Qui sont-ils ces généraux au rôle troubles ? Majoritairement, des officiers supérieurs et généraux qui ont promis à leurs anciens alliés américains une petite surprise suite a la sécession du Timor Oriental. A cette période, l’USPACOM – Commandant en Chef des forces US dans le Pacifique – se rend a plusieurs reprises a Jakarta pour faire passer un message aux TNI, leurs demandant de cesser le soutien que ces derniers accordent a certaines milices agissant au Timor. Au grand désespoir du PACOM de l’époque, Washington décide de geler l’ensemble de ses programmes d’aide militaire à destination de l’Indonésie. Ainsi, alors que l’Amiral Blair expliquait a ses interlocuteurs indonésiens que les TNI s’étaient comportés de façon « non professionnelle et ont commis des actes répréhensibles » au Timor, les officiers généraux des TNI répondirent d’une façon on ne peut plus javanaise, que « l’Indonésie avait besoin de ce genre de rappels de la part de Washington », mais qu’il ne fallait pas trop « pousser, sous peine de voir les militaires indonésiens se retourner contre Washington ».

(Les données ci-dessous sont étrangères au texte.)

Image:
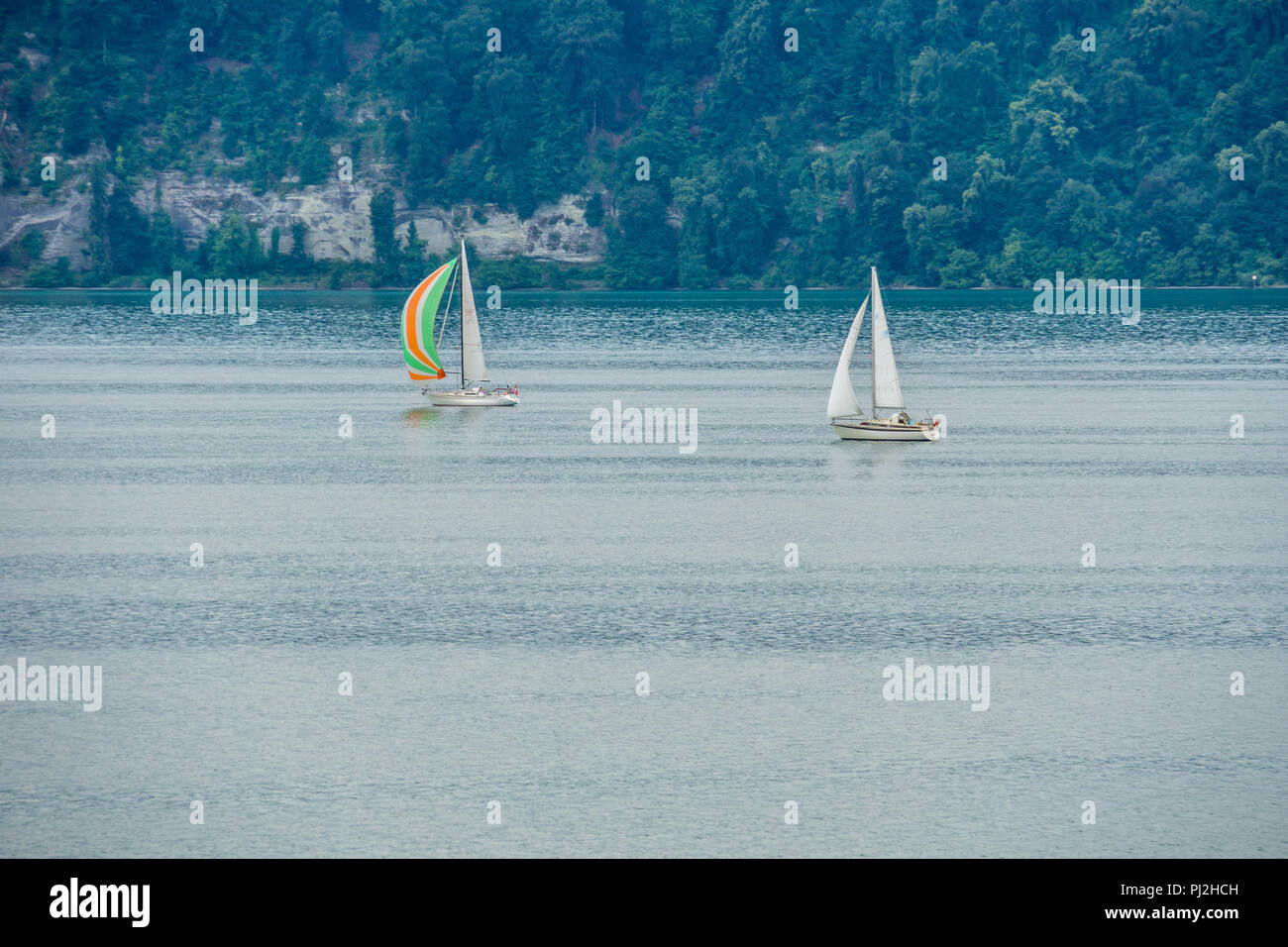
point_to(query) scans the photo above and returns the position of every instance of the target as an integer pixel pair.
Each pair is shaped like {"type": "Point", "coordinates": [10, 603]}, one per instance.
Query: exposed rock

Nous voici donc en 2000 avec l’éclatement dans une grande partie de l’Indonésie de ces conflits interconfessionnels, une partie des généraux des forces armées qui sont soit sensibles aux thèses radicales, soit veulent venger l’affront du Timor (et par la même occasion tenter de paralyser le processus de transition démocratique) et cette fameuse JI.

Cette dernière possède ce noyau de combattants ayant connu l’épreuve du feu et qui conservent de très bonnes relations avec leurs frères philippins du le Moro Islamic Liberation Front (MILF) et Abu Sayyaf (ASG). La JI reçoit aussi des fonds d’Al Qaeda (AQ), c’est tout du moins le cas de certaines Mantiqi qui conçoivent alors l’idée d’intégrer leur lutte au Jihad global. Elle n’est pas spécialement menacée par un pouvoir indonésien alors en pleine crise constitutionnelle (au grand désespoir du président Wahid, qui avait pourtant essayé de lutter contre la branche verte) et elle a, en la personne d’ABB, un leader spirituel. Autrement dit, tous les ingrédients semblent réunis pour faire de la JI une menace sérieuse. Cependant, l’organisation en tant que telle de la JI posera problème sur le long terme. Notons toutefois que toutes les Mantiqi n’ont pas le même objectif. Et c’est cette absence d’agenda commun qui créa par la suite des tensions entre les différents groupes qui constituaient alors la JI.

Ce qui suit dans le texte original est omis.